Gadgil panel report best roadmap for Western Ghats: Ramesh
Union Minister Jairam Ramesh today said that he still feels that the Madhav Gadgil report on the Western Ghats was the ‘roadmap’ for conservation of the ecologically-sensitive hills and expressed hope that there would be a ‘dispassionate debate’ on the issue once Lok Sabha elections were over.
The statement by the Minister of Rural Development comes at a time when the Environment Ministry is seeking a way to implement a much-diluted version of the Gadgil Committee report, prepared by a 10-member panel headed by K Kasturirangan.
Ramesh had three years ago appointed the Western Ghats Ecology Expert Panel (WGEEP) during his tenure as the Environment Minister to draw up a roadmap for preserving the biodiversity of the ecologically sensitive hills. The panel was headed by Gadgil.
Speaking at a function here to present a Degree of Doctor (Honoris Causa) to Gadgil, conferred by the Central University of Orissa, Koraput, Ramesh lamented that a public debate on the report had not taken place and it was ‘hijacked by a few political voices who had a vested interest’.
He said that the whole idea behind appointing the Gadgil panel was of the Environment Ministry not issuing a ‘fatwa’ on the Western Ghats once it got the recommendations.
‘That public debate did not take place. The public debate was hijacked by a few political voices who had vested interests... I feel that once the elections are over... by June, July next year, there would be a calm and dispassionate debate on the Gadgil Committee report at various levels,’ he said.
Hailing Gadgil as a ‘Gandhian’ and an ‘(Arvind) Kejriwal long before we had discovered Kejriwal’, Ramesh said, ‘I still feel that the Gadgil panel report is the roadmap, the blueprint. It is not the last word. It should be discussed at Gram Panchayats, Zilla Parishads, Vidhan Sabhas.’
He said that a large part of the concerns over the Gadgil Committee report were borne out of ignorance and deliberate and mischievous misreading of its recommendations.
‘Had we been more open and more proactive, perhaps much of this confusion could have been avoided,’ he said. Ramesh said that he supported the methodology adopted by the Gadgil panel in preparing the report.

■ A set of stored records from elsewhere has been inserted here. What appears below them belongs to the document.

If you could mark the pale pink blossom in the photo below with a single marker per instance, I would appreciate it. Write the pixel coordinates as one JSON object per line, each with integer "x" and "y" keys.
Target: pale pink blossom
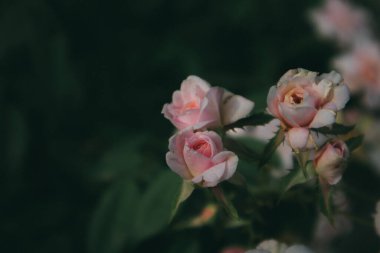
{"x": 199, "y": 105}
{"x": 273, "y": 246}
{"x": 324, "y": 232}
{"x": 331, "y": 160}
{"x": 302, "y": 100}
{"x": 361, "y": 70}
{"x": 340, "y": 20}
{"x": 377, "y": 218}
{"x": 200, "y": 157}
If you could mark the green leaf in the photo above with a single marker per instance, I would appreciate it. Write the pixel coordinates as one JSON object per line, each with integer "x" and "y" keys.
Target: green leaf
{"x": 335, "y": 129}
{"x": 354, "y": 142}
{"x": 326, "y": 200}
{"x": 238, "y": 180}
{"x": 186, "y": 190}
{"x": 157, "y": 204}
{"x": 253, "y": 120}
{"x": 271, "y": 147}
{"x": 111, "y": 229}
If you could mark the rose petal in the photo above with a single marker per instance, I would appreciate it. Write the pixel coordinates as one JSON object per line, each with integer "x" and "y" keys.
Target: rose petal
{"x": 272, "y": 101}
{"x": 230, "y": 158}
{"x": 177, "y": 165}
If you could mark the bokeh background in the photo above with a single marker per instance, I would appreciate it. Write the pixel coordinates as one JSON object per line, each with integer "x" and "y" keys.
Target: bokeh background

‘I want to tell him that I am with him and I support him. I support not his conclusion, but his methodology. ‘What the conclusions are could be different but the methodology is participative, it is consultative and it is democratic and we must initiate this process of debate and discussion and not allow the debate on the Gadgil Committee report to be hijacked by the sand mafia or the mining mafia or the construction mafia,’ he said.